In practice, the codebase has no such thing as an 'accounting' or 'settlement' layer, but explaining the system into two layers is a helpful way to conceptualise its structure.
The assets used for trading are held in the Vaults on chains such as Ethereum, Bitcoin, and so on, with all of the trading and account-keeping occurring on the State Chain. This means that swap execution and AMM design can be heavily customised for the specific use case of cross-chain value transfer.
The protocol's accounting is fully contained in the State Chain, and includes the Chainflip Just In Time (JIT) AMM. It is based on the Uniswap v3 AMM design, but unlike Uniswap v3, the JIT AMM is not represented as a series of smart contracts on a single blockchain environment. Rather, the JIT AMM is virtual. This means that funds are not held directly in on-chain pools using wrapped assets, but instead traded virtually on the State Chain as account balances, and settled using the actual assets held natively in Vaults by the protocol. This works in a similar fashion to how centralised cryptocurrency exchanges store all of the deposits in a unified wallet system, with the balances of individual users tracked in separate accounting and trading systems.

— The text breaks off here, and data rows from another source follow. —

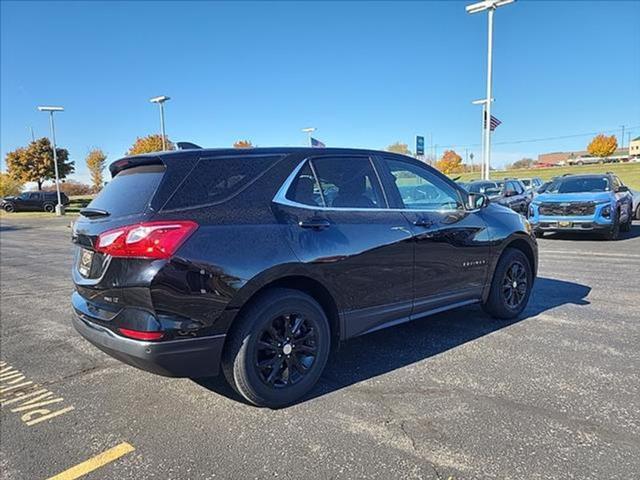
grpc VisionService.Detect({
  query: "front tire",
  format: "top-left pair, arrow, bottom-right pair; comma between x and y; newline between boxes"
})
3,203 -> 15,213
483,248 -> 532,320
620,206 -> 632,232
222,288 -> 331,408
604,213 -> 620,240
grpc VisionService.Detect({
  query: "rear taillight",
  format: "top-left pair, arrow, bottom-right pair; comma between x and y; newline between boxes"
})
118,328 -> 164,341
95,221 -> 198,259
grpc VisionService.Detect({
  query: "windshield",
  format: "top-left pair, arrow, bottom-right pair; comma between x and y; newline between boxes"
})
550,177 -> 610,193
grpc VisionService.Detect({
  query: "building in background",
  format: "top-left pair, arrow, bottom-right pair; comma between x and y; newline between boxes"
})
630,136 -> 640,158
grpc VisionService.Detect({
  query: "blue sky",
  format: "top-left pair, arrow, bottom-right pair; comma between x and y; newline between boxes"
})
1,0 -> 639,184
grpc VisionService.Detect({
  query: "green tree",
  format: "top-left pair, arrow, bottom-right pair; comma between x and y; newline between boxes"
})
386,142 -> 412,156
127,134 -> 175,155
5,138 -> 74,190
587,134 -> 617,158
86,149 -> 107,191
0,172 -> 23,197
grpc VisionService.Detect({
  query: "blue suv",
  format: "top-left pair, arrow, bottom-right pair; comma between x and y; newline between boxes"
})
529,174 -> 633,240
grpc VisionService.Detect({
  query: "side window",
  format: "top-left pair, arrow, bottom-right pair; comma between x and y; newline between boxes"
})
286,161 -> 323,207
310,156 -> 385,209
164,155 -> 281,210
383,158 -> 462,211
28,193 -> 41,200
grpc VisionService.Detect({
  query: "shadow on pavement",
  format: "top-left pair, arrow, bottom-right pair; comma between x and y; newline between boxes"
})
194,276 -> 591,407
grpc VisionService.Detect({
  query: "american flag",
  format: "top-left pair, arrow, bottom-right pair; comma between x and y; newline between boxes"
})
311,137 -> 326,148
484,113 -> 502,131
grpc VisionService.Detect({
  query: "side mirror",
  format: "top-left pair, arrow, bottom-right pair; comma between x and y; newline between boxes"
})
467,193 -> 488,210
616,185 -> 629,192
504,189 -> 516,197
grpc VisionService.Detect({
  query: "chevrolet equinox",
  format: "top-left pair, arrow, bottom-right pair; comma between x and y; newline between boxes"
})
72,147 -> 537,407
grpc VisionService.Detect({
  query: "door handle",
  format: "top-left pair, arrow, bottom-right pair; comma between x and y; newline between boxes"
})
298,218 -> 330,230
413,218 -> 433,228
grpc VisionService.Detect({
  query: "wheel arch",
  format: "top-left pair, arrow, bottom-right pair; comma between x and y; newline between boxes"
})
484,233 -> 538,302
227,273 -> 341,346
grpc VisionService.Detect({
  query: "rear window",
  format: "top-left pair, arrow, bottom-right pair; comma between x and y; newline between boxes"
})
87,164 -> 165,218
163,155 -> 281,210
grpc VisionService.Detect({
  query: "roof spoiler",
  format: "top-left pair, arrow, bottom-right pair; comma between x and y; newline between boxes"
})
176,142 -> 202,150
109,155 -> 163,177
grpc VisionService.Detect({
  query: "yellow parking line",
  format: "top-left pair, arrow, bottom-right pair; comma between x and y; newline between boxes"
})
46,442 -> 135,480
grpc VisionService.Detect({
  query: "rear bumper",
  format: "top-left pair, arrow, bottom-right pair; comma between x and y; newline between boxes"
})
72,313 -> 225,378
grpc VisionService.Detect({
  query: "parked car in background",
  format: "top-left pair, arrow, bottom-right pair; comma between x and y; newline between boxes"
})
1,191 -> 70,213
631,189 -> 640,220
71,147 -> 537,408
466,179 -> 531,216
529,174 -> 633,239
519,177 -> 543,194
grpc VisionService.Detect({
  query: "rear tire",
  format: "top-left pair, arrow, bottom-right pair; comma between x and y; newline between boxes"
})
43,203 -> 55,213
222,288 -> 331,408
482,248 -> 532,320
636,204 -> 640,221
534,229 -> 544,238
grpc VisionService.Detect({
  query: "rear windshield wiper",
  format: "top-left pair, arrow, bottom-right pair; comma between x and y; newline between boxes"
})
80,208 -> 110,218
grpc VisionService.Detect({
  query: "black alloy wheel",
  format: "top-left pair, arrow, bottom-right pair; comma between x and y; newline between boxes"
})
482,248 -> 533,319
43,203 -> 55,213
222,288 -> 330,408
502,261 -> 528,309
255,313 -> 318,388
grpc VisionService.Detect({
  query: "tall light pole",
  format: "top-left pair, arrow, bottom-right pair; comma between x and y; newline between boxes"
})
37,106 -> 65,216
466,0 -> 515,180
472,97 -> 493,179
302,127 -> 316,147
150,95 -> 170,150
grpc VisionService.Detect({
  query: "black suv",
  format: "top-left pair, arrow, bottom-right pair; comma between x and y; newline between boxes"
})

Trading and tracking assets virtually on the State Chain dramatically simplifies the work needed to support individual chains, as rather than needing to write swapping logic in a range of smart contract and scripting languages on external blockchains, it is entirely contained within the Chainflip State Chain environment, meaning all of the abstractions needed to support a given chain can be managed entirely within the 'settlement' layer, and are much simpler in comparison.